Oleg jęknął. Jego nowa żona odsunęła się od niego z obrzydzeniem, jakby był obcy.
Wzięłam głęboki oddech. Wiedziałam o tym testamencie wcześniej, ale usłyszeć to publicznie było zupełnie inne uczucie.
Więc to było syknęła teściowa. Zawsze cię żałował! A teraz chcesz nam zabrać dom?
Wstałam. Mój głos był spokojny, ale twardy jak stal:
Nie zabieram wam niczego. To wy zabraliście mi dziesięć lat, gdy mnie wyrzuciliście. Ale wasz mąż widział wszystko. I podjął inną decyzję.
Jak śmiesz! wrzasnęła.
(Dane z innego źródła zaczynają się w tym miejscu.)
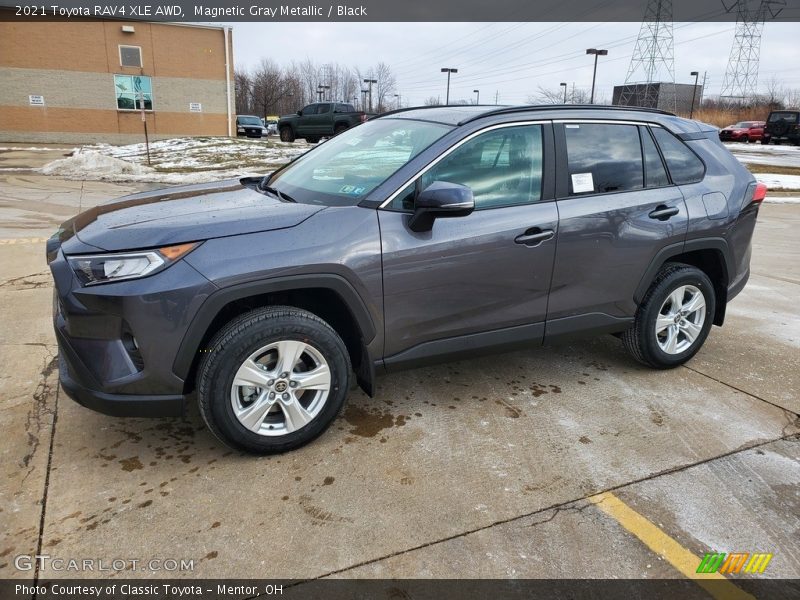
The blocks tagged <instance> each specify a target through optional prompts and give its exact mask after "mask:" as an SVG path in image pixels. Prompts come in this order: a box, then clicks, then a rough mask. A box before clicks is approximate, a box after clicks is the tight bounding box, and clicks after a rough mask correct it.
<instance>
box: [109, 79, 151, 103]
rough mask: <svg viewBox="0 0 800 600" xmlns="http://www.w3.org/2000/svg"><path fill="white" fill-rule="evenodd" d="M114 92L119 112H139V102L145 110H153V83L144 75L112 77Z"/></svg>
mask: <svg viewBox="0 0 800 600" xmlns="http://www.w3.org/2000/svg"><path fill="white" fill-rule="evenodd" d="M114 91H115V92H116V94H117V109H119V110H140V109H141V106H140V104H139V101H140V100H144V108H145V110H153V82H152V80H151V79H150V77H147V76H146V75H114Z"/></svg>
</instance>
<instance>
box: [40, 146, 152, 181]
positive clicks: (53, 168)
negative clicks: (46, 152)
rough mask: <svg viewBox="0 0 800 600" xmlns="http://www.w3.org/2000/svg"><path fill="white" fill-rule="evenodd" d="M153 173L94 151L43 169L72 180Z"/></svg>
mask: <svg viewBox="0 0 800 600" xmlns="http://www.w3.org/2000/svg"><path fill="white" fill-rule="evenodd" d="M150 171H152V169H150V168H149V167H144V166H142V165H137V164H134V163H130V162H128V161H126V160H121V159H119V158H113V157H111V156H106V155H105V154H100V153H99V152H95V151H94V150H86V151H84V152H77V153H75V154H73V155H72V156H69V157H67V158H60V159H58V160H54V161H53V162H50V163H47V164H46V165H45V166H43V167H42V168H41V172H42V173H43V174H45V175H57V176H59V177H64V178H67V179H71V178H73V177H79V178H81V179H83V178H86V177H87V176H89V175H90V174H91V175H93V178H95V179H103V178H106V177H115V176H119V175H139V176H141V175H145V174H146V173H148V172H150Z"/></svg>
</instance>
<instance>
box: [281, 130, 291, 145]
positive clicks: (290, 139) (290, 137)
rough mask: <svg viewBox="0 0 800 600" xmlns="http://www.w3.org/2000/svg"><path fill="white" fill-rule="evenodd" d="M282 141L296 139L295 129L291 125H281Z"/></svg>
mask: <svg viewBox="0 0 800 600" xmlns="http://www.w3.org/2000/svg"><path fill="white" fill-rule="evenodd" d="M280 135H281V141H282V142H289V143H292V142H293V141H294V130H293V129H292V128H291V127H281V130H280Z"/></svg>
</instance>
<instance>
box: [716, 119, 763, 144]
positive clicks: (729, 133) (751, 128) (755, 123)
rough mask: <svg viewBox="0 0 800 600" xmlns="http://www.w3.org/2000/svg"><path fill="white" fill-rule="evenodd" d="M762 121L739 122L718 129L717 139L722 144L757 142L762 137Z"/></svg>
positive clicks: (762, 126) (759, 140) (760, 140)
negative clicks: (721, 128) (734, 124)
mask: <svg viewBox="0 0 800 600" xmlns="http://www.w3.org/2000/svg"><path fill="white" fill-rule="evenodd" d="M764 125H766V123H765V122H764V121H740V122H739V123H736V125H728V126H727V127H726V128H725V129H720V132H719V139H720V140H722V141H723V142H745V143H747V142H758V141H761V139H762V136H763V135H764Z"/></svg>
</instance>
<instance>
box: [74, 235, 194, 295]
mask: <svg viewBox="0 0 800 600" xmlns="http://www.w3.org/2000/svg"><path fill="white" fill-rule="evenodd" d="M197 246H198V244H197V243H193V244H179V245H177V246H166V247H164V248H158V249H156V250H141V251H139V252H125V253H123V254H91V255H88V254H87V255H83V256H70V257H67V260H68V261H69V264H70V266H71V267H72V270H73V271H75V274H76V275H77V276H78V279H79V280H80V281H81V283H83V285H95V284H98V283H109V282H112V281H122V280H123V279H137V278H139V277H144V276H146V275H151V274H153V273H155V272H157V271H160V270H162V269H165V268H167V267H168V266H169V265H171V264H172V263H174V262H175V261H176V260H178V259H180V258H181V257H183V256H185V255H186V254H188V253H189V252H191V251H192V250H194V249H195V248H196V247H197Z"/></svg>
Ty jesteś nikim!
Teraz to ja jestem właścicielką tego domu odparłam stanowczo.
Znowu zapadła cisza. Wszystkie oczy były na mnie zwrócone.
Ale dodałam po chwili, nie wyrzucę was. Mam własny dom, mam firmę. Chcę tylko jednego: sprawiedliwości.
Oleg podniósł głowę, zszokowany:
Więc możemy zostać?
Możecie skinęłam. Ale dom prawnie należy do mnie. To znaczy, iż nie macie już władzy, by mnie upokarzać.
Galina Nowakowa wydawała się załamana. Jej głos stał się ledwo słyszalnym szeptem:
Chcesz nas zrujnować
Spojrzałam jej prosto w oczy:
Nie. Chcę, byś poczuła, jak to jest, gdy zależysz od czyjejś dobrej woli.
Notariusz zamknął teczkę i wstał.
Wszystkie dokumenty są w porządku. Od dziś oficjalną właścicielką jest Marzena Włodzimierzówna.
Skinęłam krótko głową i wyszłam na werandę. Na zewnątrz powietrze było świeże, a słońce chyliło się za starą gruszą. Szłam lekko w stronę bramy, jakbym unosiła się w powietrzu.
Rex, mój pies, dawno już nie żył, ale wydawało mi się, iż słyszę jego ciche skomlenie, jak kiedyś, gdy mnie odprowadzał. Tyle iż teraz nie towarzyszył wygnanej kobiecie, ale zwyciężczyni.
Uśmiechnęłam się i ruszyłam dalej. Bo już nikt nie mógł powiedzieć, iż jestem nikim. Byłam sobą. I to wystarczyło, by odzyskać godność i życie.